Write a function to evaluate the performance of Task $3$ using **Precision**, **Recall** and **F1** scores. Use the gold-standard labels provided in the JSON files to calculate these values.

Please note that not all the information / relations mentioned in Task $3$ have associated labels for each and every movie in the JSON documents, i.e., some JSON documents will have certain keys-value pairs missing. For example, we have labels for *Budget* in 46 out of the 50 movies and in the remaining 4 documents, you will find that the key `Budget` is omitted from the JSON.
 
Also keep in mind that we will further run this evaluation on a hidden test set containing similar movie descriptions.

---
Run the cell below to calculate and display the evaluation scores for the 50 documents in `movies.zip`.
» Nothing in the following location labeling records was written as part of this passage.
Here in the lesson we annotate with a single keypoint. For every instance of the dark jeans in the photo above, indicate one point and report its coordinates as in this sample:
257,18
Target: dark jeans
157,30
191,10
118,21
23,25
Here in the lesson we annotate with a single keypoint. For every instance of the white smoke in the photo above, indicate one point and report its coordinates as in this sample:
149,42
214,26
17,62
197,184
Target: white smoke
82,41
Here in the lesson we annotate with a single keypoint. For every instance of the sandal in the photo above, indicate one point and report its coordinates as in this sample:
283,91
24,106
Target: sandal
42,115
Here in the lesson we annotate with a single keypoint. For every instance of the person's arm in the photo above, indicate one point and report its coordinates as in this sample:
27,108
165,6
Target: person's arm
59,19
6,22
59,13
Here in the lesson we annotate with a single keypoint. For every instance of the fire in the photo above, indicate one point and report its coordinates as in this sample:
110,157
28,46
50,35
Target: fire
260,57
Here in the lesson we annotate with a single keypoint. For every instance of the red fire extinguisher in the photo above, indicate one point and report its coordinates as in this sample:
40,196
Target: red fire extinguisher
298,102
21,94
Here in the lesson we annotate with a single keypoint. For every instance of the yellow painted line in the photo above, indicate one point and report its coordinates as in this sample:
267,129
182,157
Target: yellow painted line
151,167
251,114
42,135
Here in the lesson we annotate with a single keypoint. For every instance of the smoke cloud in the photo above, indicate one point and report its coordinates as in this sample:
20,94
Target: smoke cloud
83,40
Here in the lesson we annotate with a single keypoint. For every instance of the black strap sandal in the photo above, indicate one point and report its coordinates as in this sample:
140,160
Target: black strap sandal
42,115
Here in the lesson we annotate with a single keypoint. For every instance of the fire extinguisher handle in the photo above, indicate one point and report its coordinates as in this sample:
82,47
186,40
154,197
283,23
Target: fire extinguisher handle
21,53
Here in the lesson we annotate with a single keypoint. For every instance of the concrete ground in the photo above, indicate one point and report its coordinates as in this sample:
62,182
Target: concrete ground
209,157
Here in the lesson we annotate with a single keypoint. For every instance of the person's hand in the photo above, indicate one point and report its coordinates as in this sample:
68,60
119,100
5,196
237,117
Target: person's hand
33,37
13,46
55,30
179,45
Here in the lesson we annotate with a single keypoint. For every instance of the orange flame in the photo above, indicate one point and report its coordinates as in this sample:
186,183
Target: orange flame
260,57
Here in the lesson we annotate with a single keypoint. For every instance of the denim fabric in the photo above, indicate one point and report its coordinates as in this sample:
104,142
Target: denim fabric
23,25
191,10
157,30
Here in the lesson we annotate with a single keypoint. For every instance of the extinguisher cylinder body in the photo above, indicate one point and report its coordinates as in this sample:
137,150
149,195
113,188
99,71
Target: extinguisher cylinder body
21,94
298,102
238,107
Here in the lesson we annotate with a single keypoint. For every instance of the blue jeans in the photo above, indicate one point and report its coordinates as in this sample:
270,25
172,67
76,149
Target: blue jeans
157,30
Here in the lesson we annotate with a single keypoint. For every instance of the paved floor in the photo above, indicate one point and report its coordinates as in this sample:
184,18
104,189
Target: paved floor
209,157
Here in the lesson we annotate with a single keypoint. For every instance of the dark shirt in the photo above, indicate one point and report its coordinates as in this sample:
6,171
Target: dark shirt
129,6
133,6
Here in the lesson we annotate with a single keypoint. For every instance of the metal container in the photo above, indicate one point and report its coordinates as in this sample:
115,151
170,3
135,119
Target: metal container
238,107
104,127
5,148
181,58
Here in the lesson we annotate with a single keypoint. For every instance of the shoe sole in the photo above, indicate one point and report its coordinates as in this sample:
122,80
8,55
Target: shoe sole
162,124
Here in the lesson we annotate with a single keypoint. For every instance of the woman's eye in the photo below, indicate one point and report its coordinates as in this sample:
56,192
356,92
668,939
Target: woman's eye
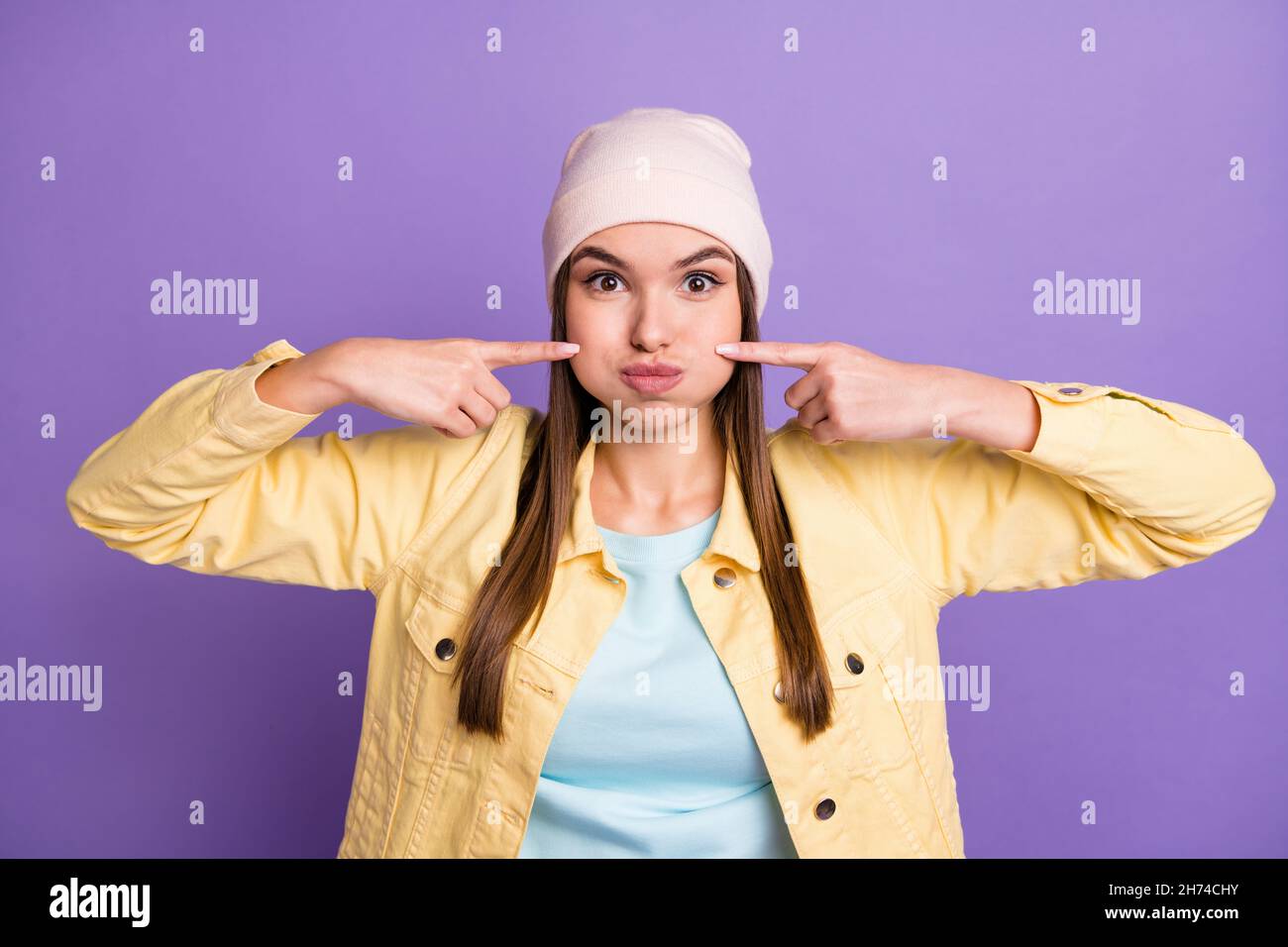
612,282
711,282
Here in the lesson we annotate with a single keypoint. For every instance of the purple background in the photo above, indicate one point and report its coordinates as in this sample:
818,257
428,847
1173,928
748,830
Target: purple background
223,163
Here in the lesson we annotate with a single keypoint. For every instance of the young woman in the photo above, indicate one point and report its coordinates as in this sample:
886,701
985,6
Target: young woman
640,624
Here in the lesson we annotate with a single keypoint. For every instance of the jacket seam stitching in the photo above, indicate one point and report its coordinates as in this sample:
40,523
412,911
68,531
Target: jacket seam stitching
936,595
467,480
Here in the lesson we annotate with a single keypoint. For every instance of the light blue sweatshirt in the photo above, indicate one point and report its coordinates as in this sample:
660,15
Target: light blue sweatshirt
652,757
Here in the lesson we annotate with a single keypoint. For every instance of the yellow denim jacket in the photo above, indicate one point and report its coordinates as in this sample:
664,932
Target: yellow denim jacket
1119,486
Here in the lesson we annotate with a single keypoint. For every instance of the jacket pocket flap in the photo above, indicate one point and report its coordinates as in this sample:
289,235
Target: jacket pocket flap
436,629
858,638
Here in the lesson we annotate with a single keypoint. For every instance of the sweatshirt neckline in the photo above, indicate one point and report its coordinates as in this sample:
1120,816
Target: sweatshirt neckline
686,544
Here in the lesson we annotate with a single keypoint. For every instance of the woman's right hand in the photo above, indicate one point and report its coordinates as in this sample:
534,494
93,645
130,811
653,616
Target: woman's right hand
446,384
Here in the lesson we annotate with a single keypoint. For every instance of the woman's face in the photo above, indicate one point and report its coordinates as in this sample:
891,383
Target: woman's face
647,294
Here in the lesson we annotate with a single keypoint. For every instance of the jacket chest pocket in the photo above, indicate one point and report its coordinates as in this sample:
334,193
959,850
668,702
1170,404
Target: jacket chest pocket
429,690
866,646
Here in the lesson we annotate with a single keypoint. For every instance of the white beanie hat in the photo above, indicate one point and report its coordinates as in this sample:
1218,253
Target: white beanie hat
665,165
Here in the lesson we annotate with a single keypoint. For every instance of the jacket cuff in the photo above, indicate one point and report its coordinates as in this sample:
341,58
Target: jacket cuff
243,416
1074,419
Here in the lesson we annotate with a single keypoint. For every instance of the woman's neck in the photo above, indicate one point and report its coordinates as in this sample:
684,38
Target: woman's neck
648,487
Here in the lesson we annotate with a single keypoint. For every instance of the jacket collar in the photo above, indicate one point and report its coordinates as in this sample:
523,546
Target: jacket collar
732,536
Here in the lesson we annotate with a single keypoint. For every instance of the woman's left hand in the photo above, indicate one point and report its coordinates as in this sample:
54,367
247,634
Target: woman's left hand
849,393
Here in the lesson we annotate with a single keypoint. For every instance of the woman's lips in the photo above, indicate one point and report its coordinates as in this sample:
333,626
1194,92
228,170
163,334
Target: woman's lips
652,384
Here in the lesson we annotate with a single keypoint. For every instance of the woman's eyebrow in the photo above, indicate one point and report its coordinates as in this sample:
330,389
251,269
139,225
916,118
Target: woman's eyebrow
603,256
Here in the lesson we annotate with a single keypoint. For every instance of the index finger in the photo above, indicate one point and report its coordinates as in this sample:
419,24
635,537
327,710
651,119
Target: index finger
500,354
797,355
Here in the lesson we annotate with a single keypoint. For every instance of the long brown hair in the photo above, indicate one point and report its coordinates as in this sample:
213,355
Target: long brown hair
520,583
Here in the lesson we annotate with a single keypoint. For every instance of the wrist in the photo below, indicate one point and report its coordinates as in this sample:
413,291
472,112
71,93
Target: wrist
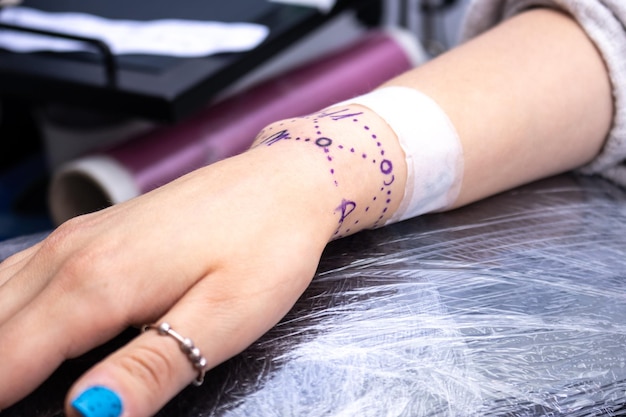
348,163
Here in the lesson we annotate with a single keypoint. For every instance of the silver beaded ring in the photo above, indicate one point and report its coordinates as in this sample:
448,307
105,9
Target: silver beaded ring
186,346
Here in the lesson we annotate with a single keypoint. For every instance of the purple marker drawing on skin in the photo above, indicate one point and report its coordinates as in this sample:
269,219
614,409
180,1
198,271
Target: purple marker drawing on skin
381,198
276,137
346,208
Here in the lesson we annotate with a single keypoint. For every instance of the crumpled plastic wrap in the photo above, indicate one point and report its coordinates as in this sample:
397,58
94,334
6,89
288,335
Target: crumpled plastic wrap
513,306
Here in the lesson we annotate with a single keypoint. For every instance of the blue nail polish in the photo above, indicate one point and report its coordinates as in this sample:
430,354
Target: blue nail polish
98,402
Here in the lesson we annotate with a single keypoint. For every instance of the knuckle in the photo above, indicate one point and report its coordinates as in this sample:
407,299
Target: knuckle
150,367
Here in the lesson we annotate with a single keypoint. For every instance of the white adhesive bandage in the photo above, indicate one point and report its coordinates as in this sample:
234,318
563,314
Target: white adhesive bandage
434,155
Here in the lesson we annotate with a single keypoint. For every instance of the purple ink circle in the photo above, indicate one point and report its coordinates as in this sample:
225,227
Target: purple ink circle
323,142
386,166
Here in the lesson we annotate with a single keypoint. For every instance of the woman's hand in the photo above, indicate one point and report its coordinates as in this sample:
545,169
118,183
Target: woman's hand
220,254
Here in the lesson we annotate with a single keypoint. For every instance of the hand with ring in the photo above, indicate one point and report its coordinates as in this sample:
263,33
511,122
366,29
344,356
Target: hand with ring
205,264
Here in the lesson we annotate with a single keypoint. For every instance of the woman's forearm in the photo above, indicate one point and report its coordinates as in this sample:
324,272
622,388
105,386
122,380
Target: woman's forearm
529,99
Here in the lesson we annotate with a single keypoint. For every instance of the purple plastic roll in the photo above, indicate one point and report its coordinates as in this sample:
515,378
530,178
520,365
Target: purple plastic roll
229,126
You can consider the following as a baseline score. Your aim should be to score higher or atleast get as close as possible to these values.

| Precision | Recall | F1    |
| :---:     | :---:  | :---: |
| 0.5       | 0.25   | 0.333 |

In [128]:
# !pip install pandas
import pandas as pd

# calculate evaluation score across all the 50 documents
extracted_infos = []
for document in documents:
  extracted_infos.append(extract_info(document))

scores = evaluate(labels, extracted_infos)

pd.DataFrame([scores])

Unnamed: 0,Precision,Recall,F1
0,1.0,0.500816,0.609041


---

## Task 7: Evaluation (II) (10 Marks)

Describe **two** challenges you encountered above or might encounter in the evaluation of *information extraction* or *relation extraction* tasks.




1.   The related words may not appear in all documents. This may differ from one document to the next, and it may have an impact on the rating matrices. Choosing the related words was also difficult because they had to be chosen based on their frequency in the majority of the documents.
2.   The majority of these related words had word cases that were mixed. This could potentially have an impact on the prediction process. As a result, the (upper or lower)cases can be  ignored using re.IGNORECASE and the procedure can be continued.